I've tried several times throughout my life, always lasting just over a week before falling into boredom and leaving the book to collect dust. Different things have triggered each iteration of my self-cataloguing and analyzing venture. I think the first time was when I got a nifty little metal box with a lock and key so that I could put super secret baubles and keepsakes in; so I clearly needed something super secret to keep in there. At that point in my life, also known as age 13, there was really nothing going on to warrant such meticulous detail as a diary. After a few days of writing "nothing much happened today" and "same as yesterday," I decided that the whole ordeal must be a girl thing and stopped.
The next instance occurred in high school, when Heather, this smart girl that sat next to me in remedial physics class (we both got in because the honors class conflicted with our schedules, it was clearly a sign from some higher being), kept one religiously. My high school brain, bent and twisted by lunch periods, herds of people who consistently blockaded the busiest stairwell with their vapid conversations, and rigid social structure which resigned me to the 'hopelessly misunderstood' rung of the ladder very early on, made the oh-so-obvious connection that Heather would like boys who kept a likewise daily account of their lives. Certainly she'd like these journal-oriented boys much more than the kid who sits next to her in Physics. So I went out and bought a fancy fountain pen and a fancy book with fancy colored paper made specifically for use as a diary (or a restaurant ledger) and went to work.
Not much had changed since age 13. After a first entry of great length (as this will no doubt compare), my daily ruminations quickly dwindled to that of "school day" and "weekend." Heather showed no noticeable change, so I quickly gave it up yet again.

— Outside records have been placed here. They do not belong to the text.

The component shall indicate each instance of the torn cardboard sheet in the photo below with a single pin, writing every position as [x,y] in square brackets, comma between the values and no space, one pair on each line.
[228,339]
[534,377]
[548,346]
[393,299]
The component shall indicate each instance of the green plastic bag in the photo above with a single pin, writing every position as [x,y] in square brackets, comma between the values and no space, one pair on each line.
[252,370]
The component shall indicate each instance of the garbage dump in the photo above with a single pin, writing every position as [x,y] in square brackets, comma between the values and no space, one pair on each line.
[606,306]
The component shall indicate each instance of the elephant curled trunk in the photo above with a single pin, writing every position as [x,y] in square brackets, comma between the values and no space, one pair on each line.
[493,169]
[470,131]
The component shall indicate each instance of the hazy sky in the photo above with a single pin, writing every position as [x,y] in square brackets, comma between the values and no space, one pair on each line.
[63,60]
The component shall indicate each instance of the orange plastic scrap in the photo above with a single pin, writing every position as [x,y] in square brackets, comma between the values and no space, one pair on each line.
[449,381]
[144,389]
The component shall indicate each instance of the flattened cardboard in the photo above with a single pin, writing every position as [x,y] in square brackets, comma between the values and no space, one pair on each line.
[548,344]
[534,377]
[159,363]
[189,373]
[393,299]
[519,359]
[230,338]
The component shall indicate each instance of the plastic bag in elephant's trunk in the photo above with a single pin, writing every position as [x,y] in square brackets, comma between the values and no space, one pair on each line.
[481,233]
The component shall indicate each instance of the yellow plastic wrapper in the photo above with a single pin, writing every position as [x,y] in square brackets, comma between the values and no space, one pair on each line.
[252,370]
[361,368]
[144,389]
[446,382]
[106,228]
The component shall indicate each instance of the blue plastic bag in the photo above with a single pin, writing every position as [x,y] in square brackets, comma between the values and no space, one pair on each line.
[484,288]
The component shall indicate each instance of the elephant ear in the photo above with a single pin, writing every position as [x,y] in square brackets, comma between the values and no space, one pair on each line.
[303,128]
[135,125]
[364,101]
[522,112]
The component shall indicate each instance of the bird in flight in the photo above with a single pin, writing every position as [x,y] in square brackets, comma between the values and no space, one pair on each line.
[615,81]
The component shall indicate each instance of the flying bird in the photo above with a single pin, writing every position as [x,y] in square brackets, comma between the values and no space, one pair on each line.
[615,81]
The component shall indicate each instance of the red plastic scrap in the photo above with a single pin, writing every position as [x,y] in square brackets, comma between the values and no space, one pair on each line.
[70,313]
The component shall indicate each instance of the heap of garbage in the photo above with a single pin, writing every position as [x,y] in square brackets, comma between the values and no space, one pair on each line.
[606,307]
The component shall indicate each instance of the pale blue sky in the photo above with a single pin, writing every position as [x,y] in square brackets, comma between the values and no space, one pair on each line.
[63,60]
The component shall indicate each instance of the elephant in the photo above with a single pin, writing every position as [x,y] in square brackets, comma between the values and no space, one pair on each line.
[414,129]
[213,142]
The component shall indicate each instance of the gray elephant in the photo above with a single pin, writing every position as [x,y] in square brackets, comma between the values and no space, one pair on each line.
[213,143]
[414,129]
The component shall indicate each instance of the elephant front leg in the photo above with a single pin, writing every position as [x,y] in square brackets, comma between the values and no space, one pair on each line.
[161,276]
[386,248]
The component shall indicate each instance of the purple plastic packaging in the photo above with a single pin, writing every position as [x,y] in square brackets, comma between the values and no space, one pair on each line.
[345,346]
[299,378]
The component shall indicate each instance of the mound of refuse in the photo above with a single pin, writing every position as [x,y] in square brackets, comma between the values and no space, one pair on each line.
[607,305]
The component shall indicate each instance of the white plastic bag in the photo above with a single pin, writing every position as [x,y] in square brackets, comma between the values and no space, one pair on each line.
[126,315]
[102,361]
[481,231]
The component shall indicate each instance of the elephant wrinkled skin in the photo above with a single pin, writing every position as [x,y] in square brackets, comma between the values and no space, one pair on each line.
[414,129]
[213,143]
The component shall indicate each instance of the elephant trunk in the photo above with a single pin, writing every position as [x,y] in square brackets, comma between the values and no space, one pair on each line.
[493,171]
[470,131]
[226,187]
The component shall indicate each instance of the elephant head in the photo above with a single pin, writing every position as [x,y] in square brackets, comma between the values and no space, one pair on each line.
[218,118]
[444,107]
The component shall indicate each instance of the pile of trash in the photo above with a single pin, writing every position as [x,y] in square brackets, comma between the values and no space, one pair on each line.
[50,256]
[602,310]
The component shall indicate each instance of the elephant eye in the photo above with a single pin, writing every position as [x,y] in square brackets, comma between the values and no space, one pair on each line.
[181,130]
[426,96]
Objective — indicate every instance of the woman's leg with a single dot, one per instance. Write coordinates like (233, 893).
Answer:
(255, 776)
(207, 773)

There were several more tries of course. One time, after a friend forced me into it, I signed onto an online journal service that lets everyone in the world read your entries and leave you pity messages or spam for adult websites. Each trial had a similar verdict: death within the month. All I got out of it was the idea of writing to myself as some unseen audience, like I was narrating an ongoing movie of my life; or maybe that's just all those viewings of Ferris Bueller's Day Off coming back to haunt me. In any case, I bet in my 28 years I've amassed maybe 25 pages of journal entries. I've written more email than that.
So why am I trying it again? What's triggered me to think that this time will be different? What could drive me to retread this concept? A woman of course.
Her name was Bianca. Actually it still is Bianca, although clearly not my Bianca anymore. We've been together for just under a year. We've had our ups, we've had our downs, but I've also been genuinely happy with her for the majority of the time, longer than I've spent with any other girlfriend. We even had a shared account. Isn't that like insurance against a break-up? Doesn't she have to file a claim or something two weeks beforehand?
It was two weeks ago. She called me up from work. I could hear the hippy roots music that they always play in those Indy-coffee houses. She said 'What's up?' I said 'Nothing'. She didn't say anything. I said 'What's up?' and she says "I don't have fun with you anymore.' Silence. I don't know if I was still trying to figure out what that meant or if I was waiting to see if she would say anything else, either way I just sat there. Eventually she asked if I was still there and I asked her what that meant and she said that it meant she didn't have any fun with me any more and I asked if that meant that we weren't together anymore and she said she guessed so. After that a customer came up and she had to go.
What the FUCK!?
At first it was denial. It'd happened before, and we'd always got back together the next day or that night. The next day though, when she hadn't called back, I started to rethink things. After a while I felt a bit of relief, then a bit of sadness, then a bit of regret, then I figured I was over it. I waited another day or two and she finally called. A bit of triumph passed through me, but much to my surprise she was just calling to see if I could bring her clothes over to her place and see about the account being split. Then, perhaps as an afterthought, she said she'd still like to be friends.
WHAT THE FUCK!?
I was clearly not over anything. Something bent or broke or disappeared in me and I started really thinking hard about this. The more I thought, the more I wanted her back. The more frenzied I became at the fact that she didn't have any fun with me anymore, the less I slept. I started taking these walks in the middle of the night, walking out amidst the snowdrifts and iced-over roads and cover a few miles, adrift in thought, showing up later with frozen snot on the tip of my nose and a crazed look in my eye. After a few days of this I had come up with a plan. I'd show up at her work, wait for her to get off, then talk things over with her. I'd explain that I needed her back and that I could change and that she simply couldn't leave. It was simply an impossibility.
Needless to say, things did not go as planned... I ended up playing the part of the sobbing Ex who hasn't let go, she ended up saying very warm things that I knew she didn't mean, and that was that: Things were dead, flies were buzzing, the headstone was carved.
So that pretty much brings me up to date. I've never understood this principle of writing to myself, spending time just thinking and verbalizing things that no one will ever see. Now it makes a certain sense. It's almost as if this page is an adult-equivalent of an imaginary friend. He doesn't have a thick pelt of fur or a really big axe or spiky tail, and he can't beat the crap out of anyone I tell him to, but he listens very well and proves himself as very loyal. Still though, I wonder if this will last any longer than before.